| > What is your goal - speed? Code size? Portability? Security? That depends on the target. I selected them because they represent different aspects of the state of the art. > ... and I would argue that modern JS VMs are competitive with them in many respects But not all, and in many places, not even close. JS VMs make trade-offs that we don't need if we abandon JS, and on top of it all, you have Mozilla insisting against shared-state multi-threading supported and exposed by the VM, which discards enormously important optimization opportunities) -- and that's just the tip of the iceberg. Get rid of JS, get rid of Mozilla's self-enforced constraints on the browser, and look very seriously at something like NaCL which blends native execution performance (including being able to drop to SIMD instructions) with security sandboxing.

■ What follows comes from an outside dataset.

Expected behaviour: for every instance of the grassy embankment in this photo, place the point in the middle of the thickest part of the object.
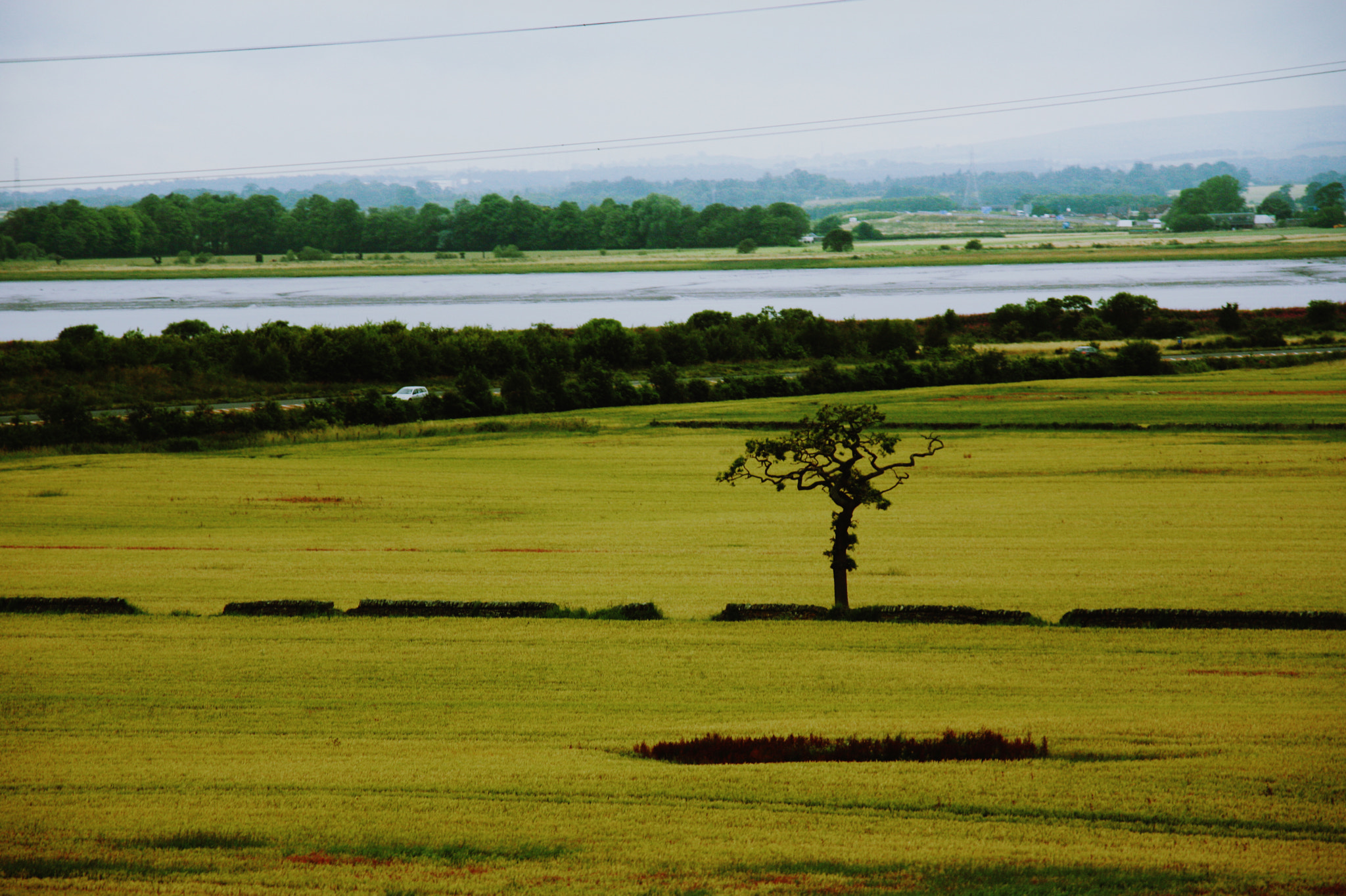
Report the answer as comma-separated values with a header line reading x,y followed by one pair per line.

Let language authors target the low-level machine, and target your high-level general purpose bytecode. Once you've built a runtime in which I could implement a JS runtime that's as performant as yours, we will no longer be operating in a two-tier universe in which browser makers think that JS is good enough for everyone but themselves. |
1. Shared-state multithreading. This has been proposed by various people in the past, and is still being debated. There are people for it and against it in various places. It might happen, if there is consensus to standardize it.
2. SIMD: PNaCl (which I mention since you mention NaCl in that context) does not have SIMD. But of course it can add SIMD, just like Mono and Dart have, and there is a proposal for JS as well, hopefully that will get standardized.
So even those limitations are in principle resolvable. They do depend on standardization, of course, but so would any VM you want to run on the web.
> Let language authors target the low-level machine, and target your high-level general purpose bytecode.
asm.js is meant to get performance similar to a low-level machine. It's already very close to native on many benchmarks.
> Once you've built a runtime in which I could implement a JS runtime that's as performant as yours
I don't follow that. You can't make a fast JS runtime in your previous examples (the JVM, PNaCl, .NET, etc.).